LOS días siempre transcurren entre la vida y la muerte, unos días más que otros. No lo queremos ver, cerramos los ojos, pensamos que es para otros, incluso que es cosa de viejos. A veces leemos noticias en el Diario que llaman la atención y rompen el anonimato de los muertos, ocultos tras las frialdad de las cifras: 421, 15… ¿Pero quiénes son? A algunos les ha sorprendido que la pasada semana falleciera el capellán del Hospital Puerta del Mar, el padre José Díaz. Quizá les pareciera que sólo pueden morir los médicos y los profesionales sanitarios en el cumplimiento de su misión. Quizá no entienden que un capellán se arriesgue.

Hay una salud de cuerpo, pero también una salud de alma. Para los creyentes es una cuestión muy clara, que no necesita más explicaciones. Un capellán debe atender a las personas, en sus últimos momentos, a punto de cruzar a la otra orilla en la barca de Caronte. La extremaunción es un sacramento, menos practicado que otros. Pero incluso para los no creyentes, además de la salud física, está la espiritual; o si lo prefieren, la psicológica. Lo psicosomático condiciona, y no sólo según Freud. Las creencias influyen en la actitud de las personas.

Más allá de las teorías, está la realidad.

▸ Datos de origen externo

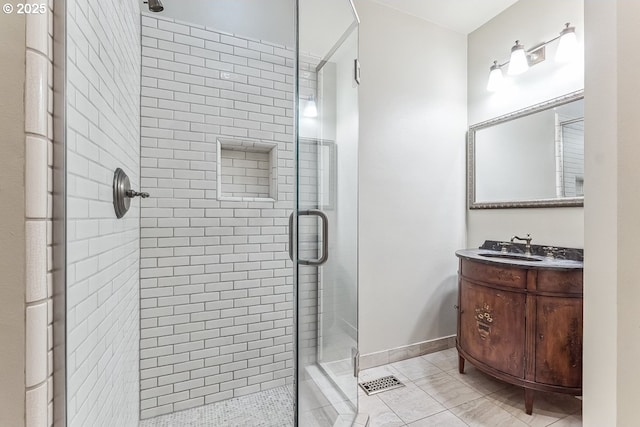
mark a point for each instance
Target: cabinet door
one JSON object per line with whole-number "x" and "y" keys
{"x": 559, "y": 341}
{"x": 492, "y": 327}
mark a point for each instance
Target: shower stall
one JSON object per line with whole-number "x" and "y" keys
{"x": 227, "y": 293}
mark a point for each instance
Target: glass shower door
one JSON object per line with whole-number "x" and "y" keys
{"x": 327, "y": 213}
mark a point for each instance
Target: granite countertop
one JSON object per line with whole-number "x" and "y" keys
{"x": 536, "y": 261}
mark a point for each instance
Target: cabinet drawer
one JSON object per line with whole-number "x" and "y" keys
{"x": 559, "y": 341}
{"x": 491, "y": 325}
{"x": 506, "y": 276}
{"x": 560, "y": 281}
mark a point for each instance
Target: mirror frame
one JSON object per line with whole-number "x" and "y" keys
{"x": 471, "y": 157}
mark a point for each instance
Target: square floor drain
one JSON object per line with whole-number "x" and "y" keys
{"x": 381, "y": 384}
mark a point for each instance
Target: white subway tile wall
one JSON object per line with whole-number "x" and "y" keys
{"x": 216, "y": 279}
{"x": 103, "y": 133}
{"x": 38, "y": 212}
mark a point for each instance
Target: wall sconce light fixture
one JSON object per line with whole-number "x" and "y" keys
{"x": 310, "y": 109}
{"x": 518, "y": 62}
{"x": 496, "y": 80}
{"x": 568, "y": 45}
{"x": 521, "y": 60}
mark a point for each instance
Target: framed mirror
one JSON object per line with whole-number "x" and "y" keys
{"x": 529, "y": 158}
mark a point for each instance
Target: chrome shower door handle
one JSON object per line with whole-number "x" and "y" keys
{"x": 325, "y": 237}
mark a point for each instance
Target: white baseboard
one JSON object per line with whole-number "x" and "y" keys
{"x": 379, "y": 358}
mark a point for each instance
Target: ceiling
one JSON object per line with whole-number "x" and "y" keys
{"x": 463, "y": 16}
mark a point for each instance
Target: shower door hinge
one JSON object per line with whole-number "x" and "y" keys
{"x": 356, "y": 362}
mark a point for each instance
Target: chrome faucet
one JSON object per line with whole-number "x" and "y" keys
{"x": 527, "y": 247}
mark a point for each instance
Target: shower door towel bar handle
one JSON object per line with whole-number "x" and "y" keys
{"x": 325, "y": 237}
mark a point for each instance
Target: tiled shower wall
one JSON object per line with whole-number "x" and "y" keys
{"x": 38, "y": 212}
{"x": 103, "y": 133}
{"x": 216, "y": 279}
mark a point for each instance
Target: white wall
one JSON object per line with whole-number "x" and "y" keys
{"x": 103, "y": 133}
{"x": 532, "y": 22}
{"x": 412, "y": 124}
{"x": 612, "y": 203}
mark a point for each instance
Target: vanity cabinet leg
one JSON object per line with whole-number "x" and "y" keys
{"x": 528, "y": 400}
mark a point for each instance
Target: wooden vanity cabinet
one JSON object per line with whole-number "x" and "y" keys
{"x": 522, "y": 325}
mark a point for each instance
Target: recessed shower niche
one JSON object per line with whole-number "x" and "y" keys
{"x": 247, "y": 170}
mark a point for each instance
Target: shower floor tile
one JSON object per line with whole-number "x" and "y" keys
{"x": 270, "y": 408}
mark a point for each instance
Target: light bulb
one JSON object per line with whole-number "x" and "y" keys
{"x": 310, "y": 110}
{"x": 496, "y": 79}
{"x": 568, "y": 46}
{"x": 518, "y": 63}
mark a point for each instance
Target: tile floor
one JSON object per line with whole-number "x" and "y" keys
{"x": 270, "y": 408}
{"x": 437, "y": 395}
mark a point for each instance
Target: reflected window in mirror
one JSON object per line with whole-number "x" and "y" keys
{"x": 530, "y": 158}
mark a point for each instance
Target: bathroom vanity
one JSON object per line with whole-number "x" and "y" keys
{"x": 520, "y": 316}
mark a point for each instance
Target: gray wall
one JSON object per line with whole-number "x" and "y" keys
{"x": 103, "y": 133}
{"x": 12, "y": 225}
{"x": 411, "y": 154}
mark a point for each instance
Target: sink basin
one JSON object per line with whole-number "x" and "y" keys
{"x": 515, "y": 257}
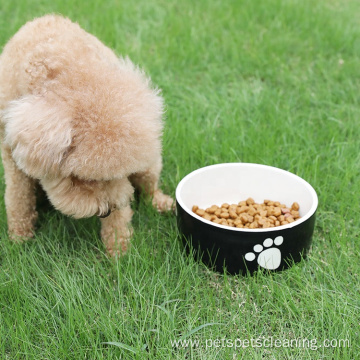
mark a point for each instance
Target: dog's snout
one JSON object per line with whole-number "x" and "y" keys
{"x": 104, "y": 215}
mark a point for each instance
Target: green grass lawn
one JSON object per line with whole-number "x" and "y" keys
{"x": 271, "y": 82}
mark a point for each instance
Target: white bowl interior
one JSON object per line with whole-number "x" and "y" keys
{"x": 234, "y": 182}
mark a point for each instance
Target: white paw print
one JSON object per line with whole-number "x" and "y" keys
{"x": 269, "y": 258}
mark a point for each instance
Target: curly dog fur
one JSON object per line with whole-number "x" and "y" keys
{"x": 80, "y": 122}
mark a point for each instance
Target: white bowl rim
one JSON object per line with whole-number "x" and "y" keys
{"x": 277, "y": 228}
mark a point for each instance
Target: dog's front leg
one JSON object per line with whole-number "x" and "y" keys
{"x": 148, "y": 182}
{"x": 20, "y": 199}
{"x": 116, "y": 231}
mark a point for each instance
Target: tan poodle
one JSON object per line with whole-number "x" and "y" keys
{"x": 80, "y": 122}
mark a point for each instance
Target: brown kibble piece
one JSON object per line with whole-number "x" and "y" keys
{"x": 250, "y": 201}
{"x": 200, "y": 212}
{"x": 295, "y": 206}
{"x": 224, "y": 215}
{"x": 232, "y": 214}
{"x": 250, "y": 214}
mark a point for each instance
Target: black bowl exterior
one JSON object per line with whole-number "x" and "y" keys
{"x": 241, "y": 252}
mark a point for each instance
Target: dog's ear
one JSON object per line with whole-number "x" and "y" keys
{"x": 39, "y": 134}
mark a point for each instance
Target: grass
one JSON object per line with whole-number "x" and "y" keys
{"x": 272, "y": 82}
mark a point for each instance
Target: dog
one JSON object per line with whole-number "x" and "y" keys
{"x": 81, "y": 123}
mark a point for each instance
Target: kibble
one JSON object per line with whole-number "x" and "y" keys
{"x": 249, "y": 214}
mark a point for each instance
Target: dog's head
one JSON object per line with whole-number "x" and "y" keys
{"x": 80, "y": 144}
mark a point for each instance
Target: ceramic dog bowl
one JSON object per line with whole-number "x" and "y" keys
{"x": 240, "y": 249}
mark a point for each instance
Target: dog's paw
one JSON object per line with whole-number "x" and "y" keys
{"x": 163, "y": 202}
{"x": 117, "y": 245}
{"x": 22, "y": 229}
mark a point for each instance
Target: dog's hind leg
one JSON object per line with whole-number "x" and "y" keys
{"x": 20, "y": 199}
{"x": 116, "y": 231}
{"x": 148, "y": 182}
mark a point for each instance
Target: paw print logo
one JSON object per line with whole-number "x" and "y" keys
{"x": 268, "y": 256}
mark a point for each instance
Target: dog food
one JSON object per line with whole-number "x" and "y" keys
{"x": 248, "y": 214}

El padre José Díaz, como otros capellanes, buscaba el consuelo de los enfermos. Desde las verdades de la fe que las cimientan. Pero también con el bienestar que origina. En esta pandemia hemos criticado las formas en que muchos difuntos eran despedidos, sin sus familias, sin duelo. Hemos lamentado casos de muertos que no han sido reclamados después de varios meses. A ese nivel de inhumanidad y abandono estamos llegando.

Cuando se habla de las personas que se han sacrificado en esta pandemia se suele olvidar a los curas y las monjas. Además de ejemplos como el del capellán José Díaz, la Iglesia ha estado en la primera línea de contención contra la crisis económica y humanitaria. Ha habido contagios masivos en conventos, como el de las Hermanas de la Cruz en su Casa Madre de Sevilla, porque ellas salían para ayudar a quienes nada tienen, o a quienes nadie atiende. Mientras se juguetea con el aforo de los templos, que por cierto se están llenando en la medida de lo posible. Esta crisis ha servido para un zamarreón de la fe.

Y nada de eso se hace para presumir, o para buscar una recompensa. Se hace porque hay que hacerlo: “Charitas Christi urget nos”. Algunos creen que la caridad es cosa de gente aburrida, que se limpia la conciencia con limosnas de calderilla. La muerte de un capellán (y otras muertes) nos ponen de cara con la verdad.